The weirdest thing is that you have a cup product in homology for a finite group $G$ $H_n(BG,A) \times H_m(BG,A) \to H_{n+m+1}(BG,A)$ coming from the cup product in Tate cohomology (yes, that index is right)
$\Omega \Sigma X$ is called the James construction on $X$. It is the "free topological group on X", in some sense. When X has free abelian homology the homology algebra of J(X) is the tensor algebra (read: free algebra) on the reduced homology of X
can one work out geometrically what the cup-product does for $\Bbb{RP}^\infty$? If we take a generator of $H_1(\Bbb{RP}^\infty,\Bbb Z)$, then taking the cup product with it should give an isomorphism $H_{n}(\Bbb{RP}^\infty,\Bbb Z) \to H_{n+2}(\Bbb{RP}^\infty,\Bbb Z)$, I think
Let $(X,d)$ be a metric space whose metric topology is discrete. Is the reason why that $(X,d)$ is not Geodesic essentially due to the fact that there are no continuous injections from $[0,1]$ to $X$?
apparently, there's a geometric description for the cup-product on homology, using joins of cycles, which explains the dimension shift: arxiv.org/pdf/0911.3014.pdf
For Z/2 with Z/2 coefficients the Tate cup product on homology is an isomorphism in every (pair of) degree(s)

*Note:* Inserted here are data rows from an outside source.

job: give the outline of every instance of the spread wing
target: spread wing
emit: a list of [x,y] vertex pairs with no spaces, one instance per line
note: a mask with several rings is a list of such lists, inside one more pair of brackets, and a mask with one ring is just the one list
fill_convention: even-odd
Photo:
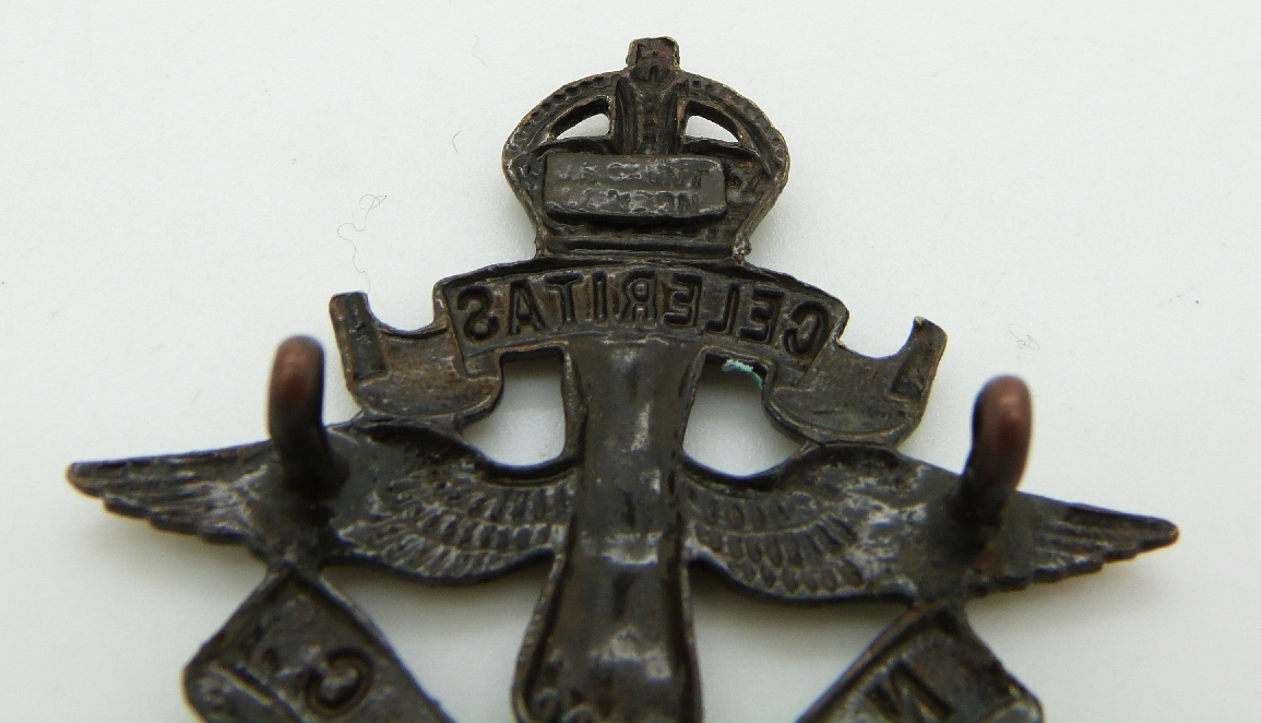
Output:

Ok this works with Z coefficients as well. It's an iso (Z/2) otimes (Z/2) -> Z/2 when the starting degrees are both odd and otherwise automatically zero
btw i think it would make life easier if you drop the tensor notation and just identify $H^*(\mathbb{C}\mathbb{P}^{\infty},\mathbb{Z})$ with $\mathbb{Z}[x]$ with $|x|=2$ and $H^*(S^1,\mathbb{Z})$ with $\mathbb{Z}[y]/(y^2)$ with $|y|=1$
(or maybe you really like writing $\otimes$ and using a bunch of $1$'s)
$\newcommand{Ext}{\operatorname{Ext}}\newcommand{Hom}{\operatorname{Hom}_R}$Let $R$ be a commutative ring with unity and $r \in R$.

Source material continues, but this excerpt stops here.